Monday, September 17, 2012
Last weekend, my wife and I were discussing the 2010 novel The Postmistress, a book she consulted in order to see how other writers handle fictional material set in World War Two. She feels there are many positive aspects to The Postmistress, but one important facet of the novel seems troubling. The book's hero, in an integral twist of the plot, travels to Europe with a portable recording device. (This is early in the war, before direct U.S. involvement.) There she records accounts of ordinary people taking part in a widespread exodus from Nazi-controlled territories. The problem? The recording technology the character uses was not invented until several years after the end of the war. Okay, you might say, that's an anachronism--apparently a pretty big one--but they happen sometimes, don't they, in historical fiction? If a writer is too sure of her own conception of reality, one shaped by the era she lives in, and if she isn't sufficiently thorough in her research, mistakes happen. Yes, they do. And inevitably readers catch those mistakes and advertise them, and sometimes they disable a book's essential credibility--or the author's. But from whom did my wife find out that the portable recording technology was not invented until well after the end of the war? The author herself! In the author's own afterword! Yes, Sarah Blake, author of The Postmistress, wrote an afterword in which, while describing the extensive research she undertook for the sake of the book, she also admits that the recording technology depicted in her World War Two novel did not exist during World War Two. One can only conclude that Ms. Blake is more upset by the possibility that readers would think she's ignorant than by the possibility that they think she's being deceitful.
Wait a minute. Sorry about that. One should never talk about aesthetic decisions in moralistic terms. This is an author's choice, not a crime. But we should admit that there's a kind of historical fiction code that Ms. Blake broke along the way to completing The Postmistress. Let me step back for a second and admit--as I have in several occasions before--that my historical fictions are not always 100% accurate to biographical fact. The most glaring example of this is inventing a whole (and extremely short-lived) second attempt at an art dealing career that the historical Vincent Van Gogh never tried. In that case I was guilty of knowingly departing from the historical record, something that certain authors of historical fiction claim one can never do under any circumstances. But it seems to me there's a crucial difference between depicting something that didn't happen but could have and depicting something that could never have happened. One of my professors in graduate school, a fine writer named Wendell Mayo, spent regular time in, and frequently wrote about, Lithuania. His stories were sometimes criticized as being unlikely, unbelievable, too extraordinary. Wendell didn't immediately dismiss the claims. If someone who knew Lithuania well (like, say, a Lithuanian) objected to a plot element on grounds of credibility, he tried out to find out more from the person. "You mean this could never happen?" he might ask. Sometimes the answer was yes. And that, for Wendell, was a legitimate concern. Most of the time, however the answer was something closer to: "No; it's not impossible; it's just not likely. I can't see it." Or: "Well, I've never heard of it happening!" That was good enough for Wendell. As long as a situation was theoretically possible, it was fair game for fiction; which is, after all, fiction.

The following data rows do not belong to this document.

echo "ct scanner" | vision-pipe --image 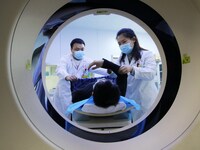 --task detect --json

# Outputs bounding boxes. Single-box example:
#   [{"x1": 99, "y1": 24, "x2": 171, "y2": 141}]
[{"x1": 0, "y1": 0, "x2": 200, "y2": 150}]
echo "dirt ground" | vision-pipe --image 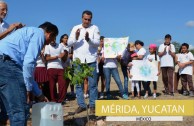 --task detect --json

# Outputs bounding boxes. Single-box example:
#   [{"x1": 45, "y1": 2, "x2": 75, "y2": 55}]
[
  {"x1": 3, "y1": 68, "x2": 194, "y2": 126},
  {"x1": 60, "y1": 68, "x2": 194, "y2": 126}
]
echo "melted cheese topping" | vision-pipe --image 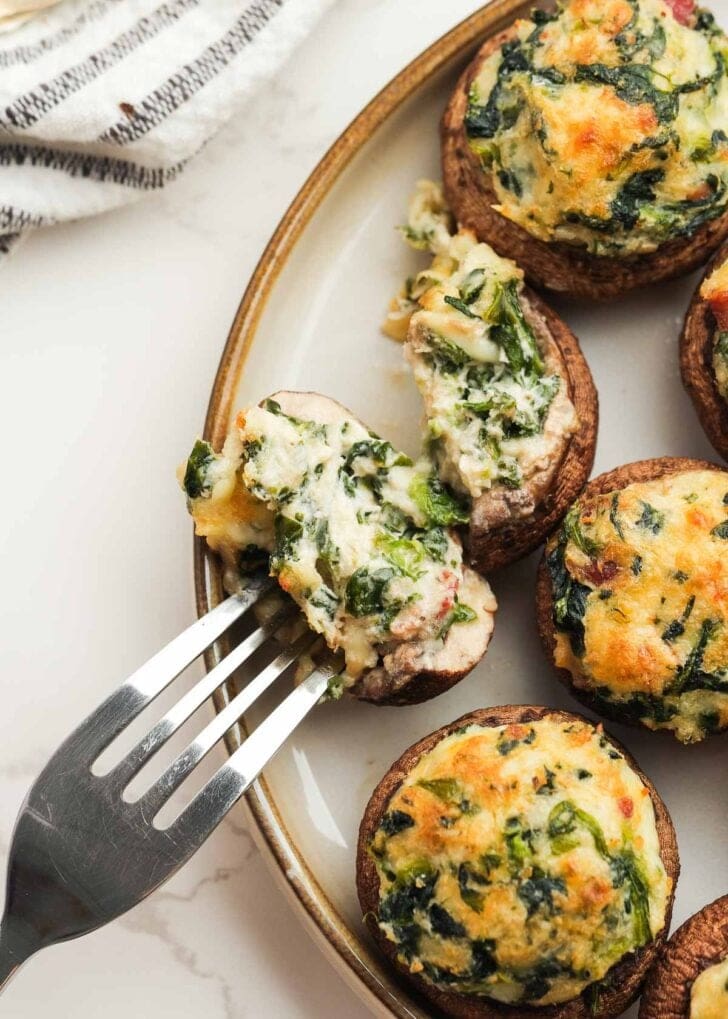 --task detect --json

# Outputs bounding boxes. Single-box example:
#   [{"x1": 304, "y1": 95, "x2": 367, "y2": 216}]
[
  {"x1": 386, "y1": 181, "x2": 577, "y2": 503},
  {"x1": 466, "y1": 0, "x2": 728, "y2": 256},
  {"x1": 370, "y1": 718, "x2": 671, "y2": 1005},
  {"x1": 547, "y1": 470, "x2": 728, "y2": 742},
  {"x1": 700, "y1": 260, "x2": 728, "y2": 400},
  {"x1": 184, "y1": 400, "x2": 496, "y2": 681},
  {"x1": 689, "y1": 959, "x2": 728, "y2": 1019}
]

Applying Wendell's rule of thumb, you can see the problem with The Postmistress. Ms. Blake hasn't developed an improbable plot but an impossible one. Unless, that is, she's writing not for and about our commonly shared and understood reality but the reality of the multiverse, in which, due to its infinite number of universes and infinite number of chronologies, every possibiity, even the impossible ones, are somewhere realized. But that certainly isn't how writers of historical fiction typically define what they do--or ever define what they do. And it's certainly no claim made anywhere else in The Postmistress, which, last I heard, was not being talked about as science fiction.